Rupam did it in an alternate way. rather than reaching them via guitar riffs and bass slaps, Rupam used his craft of lyrical expertise. As if a larger portion of young Bengali generation who hardly read Shakti Chattopadhyay, hardly aware of Bengali literary strength was introduced to a language or a dogma which was very different from what they read in text books. A ‘Prosno’ could be matched with ‘I don’t know’ in Rupam’s poetry. A similar sounding answer to an obvious question triggered the liking of many. Rupam has this uncanny ability to spill out truth which we always wanted to say in life, but could never do. ‘Boli show cause ta ditey Joma’ , ‘Bondhuder bhireo ekla ekla ami khuje feeri lokkho amar’ and many more lines which we all knew within ourselves, but never said, was crooned by Rupam.

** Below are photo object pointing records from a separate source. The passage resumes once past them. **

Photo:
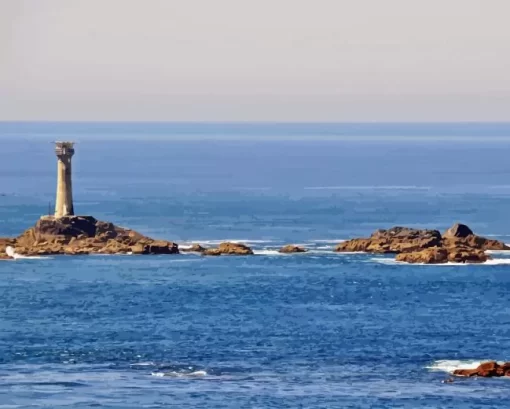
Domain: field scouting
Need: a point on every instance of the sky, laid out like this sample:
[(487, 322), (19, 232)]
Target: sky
[(255, 60)]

When I look back in the history of Bengali songs where female character names have been used, I see ‘Nilanjana’ , ‘Sudeshna’ ,’Jhinti’ and few more. But they all seem to be characters of dreams, unreal. Though being in the same genre of character songs and that too using the name of a living lady Hashnuahana has become a song synonymous to love, where ‘Mou’ supposed to take the back seat and the simile ‘Hashnuhana’ won the heart by long margins. These days, in live concerts Hashnuhana is no more a song of Rupam’s voice. The audience not only shares the duty, they snatch it from Rupams voice like dacoits of Chambal.

Rupam has changed over the years in more than one way. Not only voice, not only in literal way, but metaphorically too. Since 2007 the change has been drastic. I dont know whether the change was required, but one is thing is assured. Without those changes Rupam would not have been the Rupam, what he is now for larger audience. These days Rupam does music for movies, belts out solo album parallel to Fossils' acts. There’s a conscious approach to eat up the market during Pujas too. There are updates about every activity of Rupam and Rupam’s child on Twitter, Facebook, where the comments are exact opposite of what Rupam wants to say.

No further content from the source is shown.